The second sentence gives the audience the descriptions of the scenery in the storm, which has been witnessed by Miranda. Personification is used to help represent the horror of the tempest and make audience feel like they are personally on the scene. “The sky” could, “pour down” pitch and have “cheeks”, “the sea” is “mounting” and could “dash out the fire”. These descriptions vividly show audience the awful scene in the tempest, which deepen the image of the storm that the audience has already gotten from the first scene directly by the reaction of the passenger in the ship. It makes the audience possible imagine a scene in their mind: the sky is dark, the sea is roaring, the ship is cracking in the harsh storm…
Then Shakespeare used the following two sentences that both begin with the exclamation “O” to express Miranda’s great commiserative concerns and internal grief for the ship and the people in it who are suffering from the storm although Miranda does not know who the people are or why her “dearest father” tries to destroy the ship. This apparently suggests Miranda’s kindness and innocence and gives us a general outline of this only female person character in this play. Miranda also personifies the ship in this speech. It is “a brave vessel”, “has some noble creature in her”, it is also a “good ship”. These words accurately represent the hardship of tempest and express the commiserative feelings of the speaker. Miranda is worrying about the lives of the people in the ship and cannot accept the destruction ordered by her dearest father.

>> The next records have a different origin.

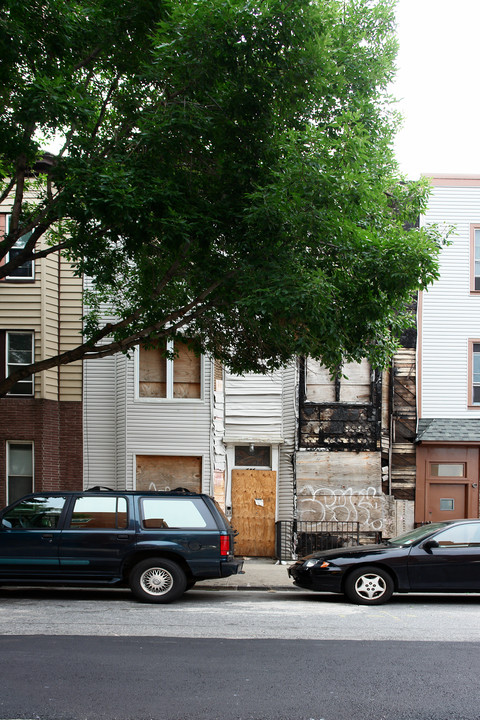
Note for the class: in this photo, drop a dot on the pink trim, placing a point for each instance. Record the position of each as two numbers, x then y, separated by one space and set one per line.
470 404
473 227
419 352
446 180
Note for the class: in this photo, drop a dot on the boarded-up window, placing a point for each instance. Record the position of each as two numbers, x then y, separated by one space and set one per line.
177 378
168 472
356 385
153 373
186 372
352 386
319 385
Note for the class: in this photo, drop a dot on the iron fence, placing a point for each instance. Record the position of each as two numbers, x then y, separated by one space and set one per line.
297 538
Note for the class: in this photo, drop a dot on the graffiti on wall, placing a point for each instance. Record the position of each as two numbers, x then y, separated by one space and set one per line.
342 505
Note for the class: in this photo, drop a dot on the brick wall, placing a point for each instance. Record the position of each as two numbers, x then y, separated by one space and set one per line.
55 428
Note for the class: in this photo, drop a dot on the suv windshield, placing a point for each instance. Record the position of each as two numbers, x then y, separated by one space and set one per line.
412 536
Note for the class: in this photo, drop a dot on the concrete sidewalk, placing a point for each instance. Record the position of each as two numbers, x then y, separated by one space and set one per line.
258 574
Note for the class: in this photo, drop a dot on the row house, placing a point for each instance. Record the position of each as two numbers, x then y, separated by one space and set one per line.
386 450
448 437
41 442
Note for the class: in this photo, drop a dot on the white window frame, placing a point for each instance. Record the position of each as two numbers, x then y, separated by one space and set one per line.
31 444
9 365
471 374
21 242
169 380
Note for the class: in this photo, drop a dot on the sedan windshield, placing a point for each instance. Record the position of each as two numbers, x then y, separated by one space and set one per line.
413 535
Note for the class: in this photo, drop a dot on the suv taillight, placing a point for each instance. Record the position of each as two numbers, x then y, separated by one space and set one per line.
224 545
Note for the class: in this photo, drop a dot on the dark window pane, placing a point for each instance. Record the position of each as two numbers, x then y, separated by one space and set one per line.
25 270
96 512
36 513
18 487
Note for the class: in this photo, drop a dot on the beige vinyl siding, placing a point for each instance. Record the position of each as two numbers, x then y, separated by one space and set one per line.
51 306
285 506
71 311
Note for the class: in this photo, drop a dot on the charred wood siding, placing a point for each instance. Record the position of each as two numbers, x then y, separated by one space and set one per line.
404 418
341 425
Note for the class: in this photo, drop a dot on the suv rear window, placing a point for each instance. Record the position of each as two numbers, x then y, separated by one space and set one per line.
108 513
162 512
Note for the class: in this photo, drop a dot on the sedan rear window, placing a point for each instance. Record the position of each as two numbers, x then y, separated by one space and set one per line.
163 512
35 513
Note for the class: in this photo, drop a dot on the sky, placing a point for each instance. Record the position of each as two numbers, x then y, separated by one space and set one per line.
438 87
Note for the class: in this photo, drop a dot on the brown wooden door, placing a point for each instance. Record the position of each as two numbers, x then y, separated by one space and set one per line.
447 483
447 501
253 512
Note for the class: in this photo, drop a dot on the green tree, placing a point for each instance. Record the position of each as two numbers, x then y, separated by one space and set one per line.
226 173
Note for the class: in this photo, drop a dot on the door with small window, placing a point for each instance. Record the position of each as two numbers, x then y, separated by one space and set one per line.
447 483
254 495
98 532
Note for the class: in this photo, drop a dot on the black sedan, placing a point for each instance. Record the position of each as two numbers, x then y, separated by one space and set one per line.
439 557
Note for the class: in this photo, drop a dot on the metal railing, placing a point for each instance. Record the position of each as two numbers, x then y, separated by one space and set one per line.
297 538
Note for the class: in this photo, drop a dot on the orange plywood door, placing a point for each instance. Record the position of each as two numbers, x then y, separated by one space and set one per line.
253 508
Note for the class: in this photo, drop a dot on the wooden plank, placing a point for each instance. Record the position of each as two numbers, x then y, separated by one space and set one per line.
167 472
253 506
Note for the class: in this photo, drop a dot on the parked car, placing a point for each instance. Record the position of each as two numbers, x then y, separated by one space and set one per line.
439 557
158 543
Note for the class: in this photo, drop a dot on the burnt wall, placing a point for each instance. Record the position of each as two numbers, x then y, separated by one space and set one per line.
338 427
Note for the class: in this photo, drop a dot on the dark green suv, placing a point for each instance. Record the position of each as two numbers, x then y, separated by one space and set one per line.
158 543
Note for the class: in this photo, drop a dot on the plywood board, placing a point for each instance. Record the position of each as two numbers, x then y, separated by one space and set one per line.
253 506
339 470
167 472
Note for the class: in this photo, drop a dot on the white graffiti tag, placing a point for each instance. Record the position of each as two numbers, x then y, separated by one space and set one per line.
342 505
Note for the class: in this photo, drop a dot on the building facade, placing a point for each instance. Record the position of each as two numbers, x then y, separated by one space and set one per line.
449 360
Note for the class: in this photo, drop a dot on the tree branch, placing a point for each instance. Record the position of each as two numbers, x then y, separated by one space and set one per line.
89 350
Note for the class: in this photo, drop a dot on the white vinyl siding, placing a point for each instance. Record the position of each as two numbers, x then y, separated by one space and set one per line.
450 313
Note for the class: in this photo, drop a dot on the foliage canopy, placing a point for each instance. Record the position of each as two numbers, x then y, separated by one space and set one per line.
226 173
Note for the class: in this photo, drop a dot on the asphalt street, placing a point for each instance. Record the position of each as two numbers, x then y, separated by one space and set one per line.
230 655
89 678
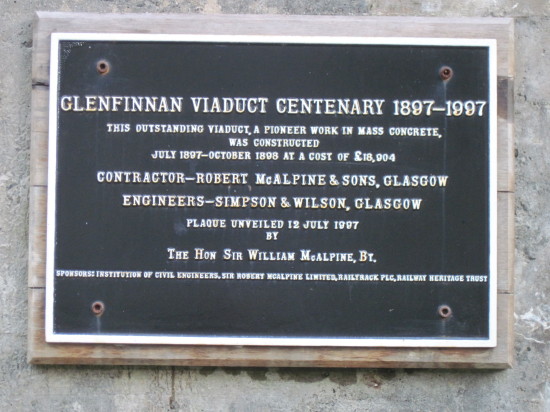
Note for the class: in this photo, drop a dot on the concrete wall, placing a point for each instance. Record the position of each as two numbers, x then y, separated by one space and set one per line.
526 387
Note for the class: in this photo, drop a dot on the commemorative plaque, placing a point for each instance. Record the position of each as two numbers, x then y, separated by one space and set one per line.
264 190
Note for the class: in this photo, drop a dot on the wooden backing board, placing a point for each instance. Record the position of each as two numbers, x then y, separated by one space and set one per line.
40 352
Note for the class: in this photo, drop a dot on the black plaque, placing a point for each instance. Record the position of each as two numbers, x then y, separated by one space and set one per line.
271 191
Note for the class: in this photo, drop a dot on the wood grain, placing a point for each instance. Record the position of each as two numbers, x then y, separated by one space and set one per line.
40 352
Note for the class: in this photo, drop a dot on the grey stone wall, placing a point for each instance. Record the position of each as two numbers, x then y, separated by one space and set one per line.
526 387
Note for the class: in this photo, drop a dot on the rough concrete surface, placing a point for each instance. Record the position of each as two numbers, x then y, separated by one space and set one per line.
526 387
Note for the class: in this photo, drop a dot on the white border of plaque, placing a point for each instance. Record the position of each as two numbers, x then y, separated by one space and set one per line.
51 336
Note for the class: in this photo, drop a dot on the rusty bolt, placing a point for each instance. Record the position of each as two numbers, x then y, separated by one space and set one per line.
444 311
98 307
102 67
445 73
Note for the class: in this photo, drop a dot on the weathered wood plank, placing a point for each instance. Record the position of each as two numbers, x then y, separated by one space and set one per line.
37 237
505 241
42 353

The last sentence is a long one consisted of four lines. Miranda hopes she was some god of power and then she can “Have sunk the sea within the earth or ere” and save the ship and people in the sea storm. The wish sounds childish but heartfelt, shows her strong disagreement with her father and by comparison slightly and indirectly blames her father for being so cruel to those people.
The first speech given by Miranda clearly indicates that she is a kind and innocent character. From the following passages we can get the consistent information about her. Miranda has been in this island since she was three. Just as she says: “I do not know/one of my sex; no women’s face remember/Save, from my glass; my own; nor have I seen/more than that I may call man than you, good friend,/And my dear father: how features are abroad,/I am skilless of…” she know little about the world outside, the evil in the world or even her own family’s story. She is “noble mistress”, “the top of the admiration”, “So perfect and so peerless, are created of every creature’s best!” it is natural for such a good girl to feel sorry for the people who are suffering and disagree with her father without knowing the reason that he does so to the people in the wreck.
As the connection between the preceding and following, on one hand, this passage echoes with the first scene and gives the audience further descriptions of the tempest; on the other hand, it raises some important questions which are very pivotal to the development of the play, such as what kind of people the speaker’s father is, how they both got to this island, why her father create the tempest, what kind of relationship the people in the ship and them are and so on. These problems arouse the curiosity of audience and make the plot more compact and gripping.
In a word, undoubtedly Shakespeare is a great play writer and a master of language, even though this is a ordinary passage in his play, not as famous as “TO BE OR NOT TO BE” or other classical pieces in his play, from it, we can still be amazed and gasped in admiration by his ability of making good use of every kind of language skills and excellence in putting a wonderful play on stage.